Tuesday, June 17

It’s interesting to me how we cling to the past, at least a lot of us do, I’m as guilty as anyone in that respect. It’s fairly useless, isn’t it. I’m quite determined to get on with things now, focus primarily on the immediate; even what’s ahead is of only finite consequence, particularly if you consider that you may not even be around when that distant moment arrives.

I suppose what is depressing then is that you have to sort of clean house; determine which things in your life are genuinely current and which things are hanging on from the past unproductively. It’s a comfort thing for most right? It’s easy to be around the familiar, even if it’s not really contributing anything to your life. At the same time, I suspect that those people who are genuinely happy are those that are living in the moment. It’s a cliché of course, but in this case, I think it’s one that might be useful to consider taking on.
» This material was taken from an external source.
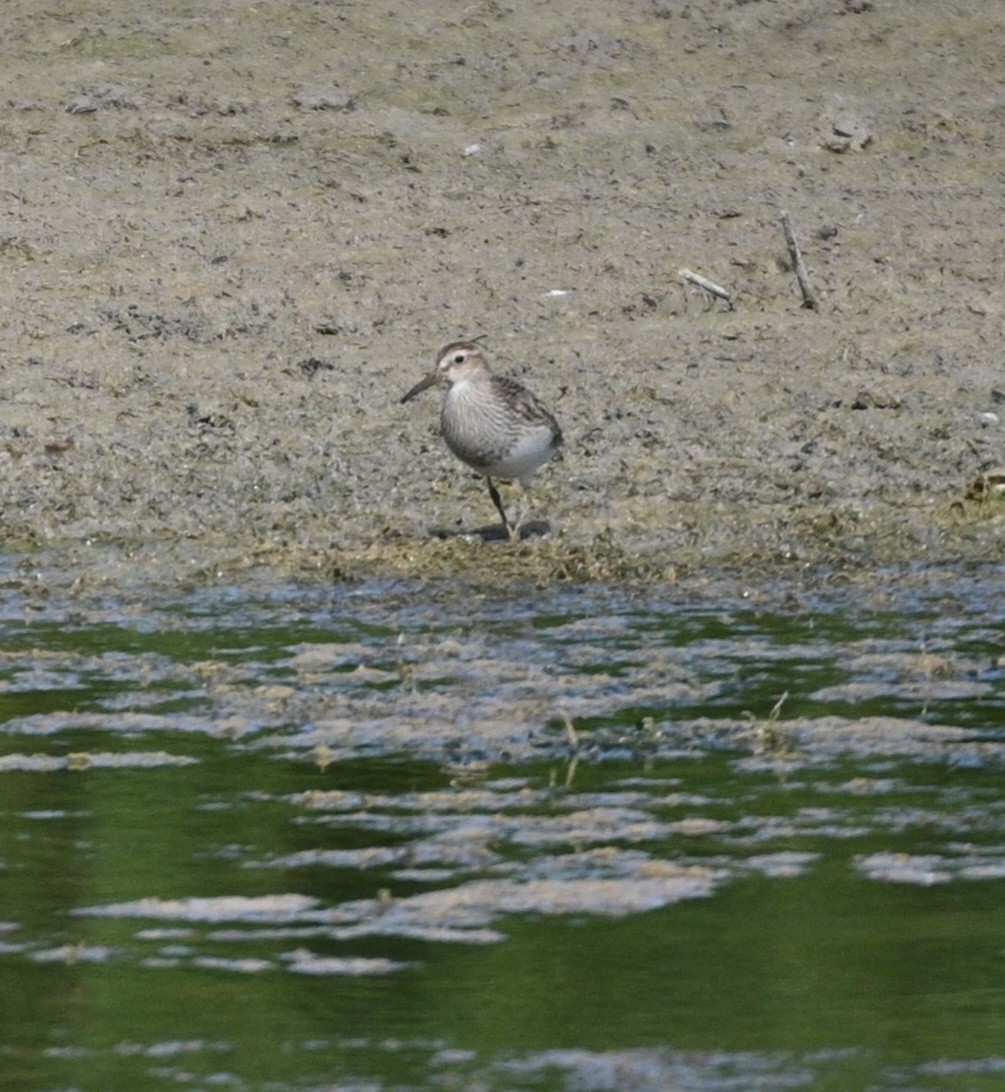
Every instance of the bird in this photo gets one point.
(492, 423)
The thing that got me thinking about this was the smell of today. I write about smells a lot I’ve noticed; they tend to throw me backwards in time quite violently and always with a very visceral bitch slap. Today didn’t smell like any particular day but rather a segment of time; that is often the case. It was the smell of sad which wouldn’t have been immediately apparent to most people. It was so fresh and hopeful outside, but I suspect things were going stale and bitter for me the last time I really stopped to notice that particular smell, that would explain the gut lurch I felt.



Funny thing, I really like being alone. When I try to imagine another relationship, I kind of feel sick. I don’t think I can do it again, I don’t think I want to. How many times do you want to get your heart drop kicked, regardless of your best intentions? Me, I’ve reached my limit.

I hate what I’ve just written here. It bores me senseless. I’m going to take my camera out later on today and see what I can capture. Then I might go for a beer with a friend. We’ll see what the day brings, later is too far ahead for me to really know yet!

1 dirty hippies blowing your mind:

TS said...

Smells have the same affect on me. There have been times when I come across a random smell and it's enough to bring me to tears.

Songs and smells bring back vivid memories more than anything, for me. Usually for the worst.